“What is fundamentally beautiful is compassion for yourself and for those around you. That kind of beauty inflames the heart and enchants the soul.”

Lupita Nyong’o is an actress, best known for her roles in 12 Years A Slave, Black Panther, and Us, and the author of Sulwe, a New York Times Best Seller children’s book which explores colorism and inner beauty. She is also an international advocate for women’s rights and animal’s rights. Nyong’o is the Global Elephant Ambassador for the international conservation organization WildAid as well as an ambassador for Michael Kors’ “Watch Hunger Stop” campaign. She works with Mother Health International as well, which helps women and children in Uganda. In her career, Nyong’o continually champions inner beauty, diversity, and equality.

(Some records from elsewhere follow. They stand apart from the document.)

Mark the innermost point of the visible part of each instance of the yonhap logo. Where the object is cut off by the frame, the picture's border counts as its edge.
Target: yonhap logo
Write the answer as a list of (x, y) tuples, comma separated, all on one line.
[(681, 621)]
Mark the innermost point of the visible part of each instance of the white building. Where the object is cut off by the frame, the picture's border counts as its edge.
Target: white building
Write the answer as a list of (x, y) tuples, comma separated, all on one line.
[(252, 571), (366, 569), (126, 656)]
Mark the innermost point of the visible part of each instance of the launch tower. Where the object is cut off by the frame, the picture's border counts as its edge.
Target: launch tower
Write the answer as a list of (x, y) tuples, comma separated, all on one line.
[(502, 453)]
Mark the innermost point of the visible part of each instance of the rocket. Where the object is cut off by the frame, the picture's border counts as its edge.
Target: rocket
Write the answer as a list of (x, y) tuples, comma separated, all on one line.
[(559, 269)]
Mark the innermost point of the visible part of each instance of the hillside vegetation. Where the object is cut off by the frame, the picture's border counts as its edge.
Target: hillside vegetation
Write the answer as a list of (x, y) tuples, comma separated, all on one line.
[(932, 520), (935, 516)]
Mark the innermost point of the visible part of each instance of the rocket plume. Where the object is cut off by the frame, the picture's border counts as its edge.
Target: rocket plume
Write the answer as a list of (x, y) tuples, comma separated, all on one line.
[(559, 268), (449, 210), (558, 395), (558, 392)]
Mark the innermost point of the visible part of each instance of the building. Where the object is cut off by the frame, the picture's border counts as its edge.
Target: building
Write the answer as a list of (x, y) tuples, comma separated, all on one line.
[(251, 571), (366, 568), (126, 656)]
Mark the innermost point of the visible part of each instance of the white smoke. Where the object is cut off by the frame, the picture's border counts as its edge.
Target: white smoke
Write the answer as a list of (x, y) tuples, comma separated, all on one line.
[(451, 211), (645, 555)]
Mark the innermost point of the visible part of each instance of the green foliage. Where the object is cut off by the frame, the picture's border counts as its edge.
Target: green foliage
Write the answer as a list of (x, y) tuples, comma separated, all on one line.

Nationality: Kenyan-Mexican

Industry: Film

Q: You’ve become so popular that people talk about “the Lupita effect,” which includes everything from consumers running out to buy the lip gloss you’re using to designers casting more women of color on the runway. How do you react to that?Glamour

A: “I giggle. I just heard it for the first time. I’ve heard people talk about images in popular culture changing, and that makes me feel great, because it means that the little girl I was, once upon a time, has an image to instill in her that she is beautiful, that she is worthy—that she can… Until I saw people who looked like me, doing the things I wanted to, I wasn’t so sure it was a possibility. Seeing Whoopi Goldberg and Oprah in The Color Purple, it dawned on me: “Oh—I could be an actress!” We plant the seed of possibility.”